The move will not affect the local Nickel Rim South project, which will continue to ramp up to 60 per cent of its expected 1.25 million tonne-per-year production capacity in 2009. The project represents nearly $1 billion in investment, with $627 million having been spent on its first phase, and another $300 million yet to be spent on completing mine development and infrastructure.
Continued work on this project remains the sole bright spot in the day's job cuts, says Minister of Northern Development and Mines Michael Gravelle.
Having fielded a phone call from Xstrata chief executive Ian Pearce the morning of the announcement as a heads-up to the upcoming cuts, Gravelle says it was made clear that the company was still committed to moving forward with the Nickel Rim South project.
"This is devastating news, no question," says Gravelle. "But if there's any silver lining at all, it's the continued commitment to [Nickel Rim South], which speaks to the company's belief that things will turn around, and in its continued presence in this province."
The anticipated impact on the community is still being gauged as shockwaves continue to roll throughout the city, while government and business associations alike struggle to grasp its meaning.
"We're disappointed," says Dick DeStefano, executive director of the Sudbury Area Mining Service and Supply Association. "The impact will be dramatic, and while the impact has not filtered through to our suppliers, but there will be an impact on the amount of supplies that are purchased. We haven't evaluated how that will affect us, but there will be discussions with Xstrata's management group in the next month or so to see how that translates to our members in Northern Ontario."
While acknowledging the enormity of the loss of nearly 700 skilled, high-paying jobs, Mayor John Rodriguez remained optimistic and downplayed the long-term effect on the city.
The diversification of the city's economic base through education, health care and retail will help Sudbury to weather the storm, the likes of which the city has seen before, he says.
"We've been keeping our fingers crossed, praying and hoping that what's happening in the world will somehow pass us by, but it's landed on our doorstep.
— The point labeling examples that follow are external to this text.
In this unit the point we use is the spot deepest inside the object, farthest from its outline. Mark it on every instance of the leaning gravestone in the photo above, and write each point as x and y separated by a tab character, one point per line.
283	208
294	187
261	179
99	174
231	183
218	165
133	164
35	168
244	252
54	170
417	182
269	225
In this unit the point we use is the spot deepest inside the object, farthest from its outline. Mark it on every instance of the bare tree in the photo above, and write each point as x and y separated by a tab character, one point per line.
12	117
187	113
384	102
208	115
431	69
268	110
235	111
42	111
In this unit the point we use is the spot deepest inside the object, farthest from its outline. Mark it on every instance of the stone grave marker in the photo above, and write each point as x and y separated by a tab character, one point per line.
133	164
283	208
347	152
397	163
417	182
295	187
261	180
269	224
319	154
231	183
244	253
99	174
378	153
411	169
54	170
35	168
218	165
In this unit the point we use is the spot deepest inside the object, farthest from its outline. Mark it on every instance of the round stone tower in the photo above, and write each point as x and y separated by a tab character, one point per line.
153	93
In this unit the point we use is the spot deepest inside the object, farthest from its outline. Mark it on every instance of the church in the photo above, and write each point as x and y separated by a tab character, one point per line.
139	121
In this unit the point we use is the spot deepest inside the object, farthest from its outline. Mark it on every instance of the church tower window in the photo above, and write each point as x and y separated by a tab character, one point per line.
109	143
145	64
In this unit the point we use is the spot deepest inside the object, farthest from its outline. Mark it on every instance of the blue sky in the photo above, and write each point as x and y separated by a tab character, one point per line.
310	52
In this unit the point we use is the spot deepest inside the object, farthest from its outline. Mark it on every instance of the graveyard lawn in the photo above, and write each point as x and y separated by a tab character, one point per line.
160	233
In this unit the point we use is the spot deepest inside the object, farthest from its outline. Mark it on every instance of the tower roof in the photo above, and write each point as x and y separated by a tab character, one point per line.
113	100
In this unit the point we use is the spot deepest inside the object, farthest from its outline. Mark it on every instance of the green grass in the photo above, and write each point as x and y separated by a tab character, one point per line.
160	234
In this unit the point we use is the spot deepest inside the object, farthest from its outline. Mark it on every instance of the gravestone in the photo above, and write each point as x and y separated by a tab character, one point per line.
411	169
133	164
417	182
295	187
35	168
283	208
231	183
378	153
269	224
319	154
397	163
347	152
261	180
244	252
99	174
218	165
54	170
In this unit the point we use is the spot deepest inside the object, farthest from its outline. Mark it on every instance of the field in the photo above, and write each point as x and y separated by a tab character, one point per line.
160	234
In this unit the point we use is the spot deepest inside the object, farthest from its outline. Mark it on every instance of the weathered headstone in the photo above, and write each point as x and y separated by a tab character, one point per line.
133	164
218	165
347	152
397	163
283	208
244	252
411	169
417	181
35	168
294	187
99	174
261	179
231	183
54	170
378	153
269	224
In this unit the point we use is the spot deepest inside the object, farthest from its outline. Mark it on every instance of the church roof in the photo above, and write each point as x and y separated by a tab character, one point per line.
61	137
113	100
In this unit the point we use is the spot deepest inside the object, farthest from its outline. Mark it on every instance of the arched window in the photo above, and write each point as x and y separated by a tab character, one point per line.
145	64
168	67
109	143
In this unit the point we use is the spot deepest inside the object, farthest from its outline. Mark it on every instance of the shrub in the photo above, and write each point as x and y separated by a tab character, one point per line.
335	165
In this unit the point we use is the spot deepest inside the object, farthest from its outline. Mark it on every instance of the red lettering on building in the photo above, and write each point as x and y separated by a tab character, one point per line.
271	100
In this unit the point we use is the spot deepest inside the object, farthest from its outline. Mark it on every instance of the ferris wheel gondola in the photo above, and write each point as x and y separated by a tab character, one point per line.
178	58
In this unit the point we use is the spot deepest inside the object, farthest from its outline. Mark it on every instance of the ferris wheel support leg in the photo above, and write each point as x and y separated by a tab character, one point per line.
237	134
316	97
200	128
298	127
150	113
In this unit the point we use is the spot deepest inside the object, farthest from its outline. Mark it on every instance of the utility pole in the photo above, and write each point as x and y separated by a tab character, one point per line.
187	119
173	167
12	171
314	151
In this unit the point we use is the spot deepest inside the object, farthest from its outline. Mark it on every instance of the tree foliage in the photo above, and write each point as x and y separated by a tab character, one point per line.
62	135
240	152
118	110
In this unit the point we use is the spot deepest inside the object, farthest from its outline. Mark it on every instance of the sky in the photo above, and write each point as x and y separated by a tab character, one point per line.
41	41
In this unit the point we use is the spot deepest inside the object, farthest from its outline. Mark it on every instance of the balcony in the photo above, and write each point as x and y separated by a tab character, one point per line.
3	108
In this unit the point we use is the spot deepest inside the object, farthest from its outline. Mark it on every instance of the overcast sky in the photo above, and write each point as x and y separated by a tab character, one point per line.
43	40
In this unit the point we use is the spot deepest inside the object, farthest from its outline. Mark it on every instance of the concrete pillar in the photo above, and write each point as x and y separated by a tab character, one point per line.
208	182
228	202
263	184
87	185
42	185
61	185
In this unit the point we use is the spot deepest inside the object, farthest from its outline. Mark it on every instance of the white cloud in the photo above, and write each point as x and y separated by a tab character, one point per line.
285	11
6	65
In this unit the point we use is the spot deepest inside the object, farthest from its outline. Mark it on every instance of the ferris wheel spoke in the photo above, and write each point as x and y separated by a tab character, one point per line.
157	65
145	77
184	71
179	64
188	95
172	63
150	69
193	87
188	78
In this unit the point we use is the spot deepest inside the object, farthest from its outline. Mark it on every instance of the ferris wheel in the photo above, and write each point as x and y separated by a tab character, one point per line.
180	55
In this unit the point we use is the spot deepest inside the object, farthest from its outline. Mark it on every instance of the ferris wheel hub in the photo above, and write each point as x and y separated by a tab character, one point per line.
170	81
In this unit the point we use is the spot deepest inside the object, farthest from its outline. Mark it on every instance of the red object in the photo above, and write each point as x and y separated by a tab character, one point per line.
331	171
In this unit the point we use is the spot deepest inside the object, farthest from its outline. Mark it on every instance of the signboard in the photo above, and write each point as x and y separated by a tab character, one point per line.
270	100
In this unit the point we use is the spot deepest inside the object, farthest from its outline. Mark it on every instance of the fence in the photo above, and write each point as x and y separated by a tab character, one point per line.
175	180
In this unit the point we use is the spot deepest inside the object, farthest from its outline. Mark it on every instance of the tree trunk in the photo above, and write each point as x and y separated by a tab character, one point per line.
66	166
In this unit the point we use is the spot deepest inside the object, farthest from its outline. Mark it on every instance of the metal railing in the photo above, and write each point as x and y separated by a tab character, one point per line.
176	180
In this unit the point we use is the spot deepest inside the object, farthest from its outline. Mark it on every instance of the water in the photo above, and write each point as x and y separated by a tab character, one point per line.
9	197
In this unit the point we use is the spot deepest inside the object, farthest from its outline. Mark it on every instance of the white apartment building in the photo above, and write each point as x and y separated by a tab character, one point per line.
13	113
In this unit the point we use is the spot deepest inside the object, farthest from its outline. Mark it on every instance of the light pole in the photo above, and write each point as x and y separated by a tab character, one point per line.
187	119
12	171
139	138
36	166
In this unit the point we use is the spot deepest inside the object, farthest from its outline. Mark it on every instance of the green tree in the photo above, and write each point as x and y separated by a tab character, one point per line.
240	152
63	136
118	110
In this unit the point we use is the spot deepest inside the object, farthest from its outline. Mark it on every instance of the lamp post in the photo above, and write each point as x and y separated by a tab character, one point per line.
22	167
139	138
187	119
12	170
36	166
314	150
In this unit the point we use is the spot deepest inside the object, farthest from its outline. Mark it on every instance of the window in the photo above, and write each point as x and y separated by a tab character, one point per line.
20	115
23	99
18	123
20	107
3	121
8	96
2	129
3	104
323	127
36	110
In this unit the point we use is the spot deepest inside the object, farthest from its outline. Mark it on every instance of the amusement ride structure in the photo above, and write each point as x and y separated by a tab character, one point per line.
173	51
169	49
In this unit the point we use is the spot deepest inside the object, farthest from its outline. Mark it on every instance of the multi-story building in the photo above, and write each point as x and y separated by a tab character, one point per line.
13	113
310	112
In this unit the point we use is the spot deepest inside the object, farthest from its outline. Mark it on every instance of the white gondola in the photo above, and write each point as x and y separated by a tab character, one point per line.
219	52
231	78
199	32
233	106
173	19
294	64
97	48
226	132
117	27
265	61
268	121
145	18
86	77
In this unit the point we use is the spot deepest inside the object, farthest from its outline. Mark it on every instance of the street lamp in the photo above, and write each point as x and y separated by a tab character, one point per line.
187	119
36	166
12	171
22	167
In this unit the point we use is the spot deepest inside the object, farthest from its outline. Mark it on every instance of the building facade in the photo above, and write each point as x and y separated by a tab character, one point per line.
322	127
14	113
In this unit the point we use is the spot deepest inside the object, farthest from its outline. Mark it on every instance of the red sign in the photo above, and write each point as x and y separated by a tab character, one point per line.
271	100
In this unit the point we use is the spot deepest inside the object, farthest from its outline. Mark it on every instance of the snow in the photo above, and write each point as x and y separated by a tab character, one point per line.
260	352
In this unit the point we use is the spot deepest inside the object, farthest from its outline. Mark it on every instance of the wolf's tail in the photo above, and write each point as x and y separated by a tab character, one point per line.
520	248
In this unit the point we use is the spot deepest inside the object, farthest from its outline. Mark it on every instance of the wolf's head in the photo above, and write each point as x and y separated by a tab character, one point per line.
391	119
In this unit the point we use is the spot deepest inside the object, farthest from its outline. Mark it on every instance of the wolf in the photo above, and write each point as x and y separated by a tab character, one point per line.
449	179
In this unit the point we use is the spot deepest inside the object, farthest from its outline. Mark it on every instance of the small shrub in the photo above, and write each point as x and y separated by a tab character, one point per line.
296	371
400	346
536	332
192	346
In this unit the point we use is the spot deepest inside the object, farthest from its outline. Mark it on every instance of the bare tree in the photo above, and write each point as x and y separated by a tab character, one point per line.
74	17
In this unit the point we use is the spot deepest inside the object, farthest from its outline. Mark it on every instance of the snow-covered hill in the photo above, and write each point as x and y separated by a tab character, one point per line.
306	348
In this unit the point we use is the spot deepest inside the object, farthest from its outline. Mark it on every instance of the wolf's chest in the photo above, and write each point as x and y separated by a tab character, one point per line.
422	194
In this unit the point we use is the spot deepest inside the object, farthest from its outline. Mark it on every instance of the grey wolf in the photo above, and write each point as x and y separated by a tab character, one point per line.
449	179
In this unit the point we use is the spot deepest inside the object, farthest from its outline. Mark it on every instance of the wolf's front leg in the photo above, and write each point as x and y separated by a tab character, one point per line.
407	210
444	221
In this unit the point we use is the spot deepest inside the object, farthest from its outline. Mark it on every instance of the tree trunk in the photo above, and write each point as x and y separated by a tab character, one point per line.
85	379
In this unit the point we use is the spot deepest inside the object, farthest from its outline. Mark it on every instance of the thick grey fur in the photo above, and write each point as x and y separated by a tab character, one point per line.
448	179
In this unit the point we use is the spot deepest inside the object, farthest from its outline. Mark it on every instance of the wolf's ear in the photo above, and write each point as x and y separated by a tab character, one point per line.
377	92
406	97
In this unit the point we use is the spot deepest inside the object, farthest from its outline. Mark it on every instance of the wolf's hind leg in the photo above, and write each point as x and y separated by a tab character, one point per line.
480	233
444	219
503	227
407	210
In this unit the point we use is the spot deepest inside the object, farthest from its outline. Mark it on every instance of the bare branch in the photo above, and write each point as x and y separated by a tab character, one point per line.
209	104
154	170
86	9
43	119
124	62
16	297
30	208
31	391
Thankfully, while these mining companies are an integral economic element in the city's outlook, they're not absolutely crucial to the city's economy."
Rodriguez says the city must continue its search for additional wealth-generating opportunities to further increase the community's ability to look beyond the mining sector.
He adds it is for reasons such as these such these that the highly controversial $150-million performing arts centre and multi-use recreational complex, nixed by city council last fall, were so important.
Other reactions from across the region have come from the provincial NDP, which promptly renewed their call for an industry-standard industry hydro rate of $45 per megawatt hour to protect Ontario's resource-sector jobs.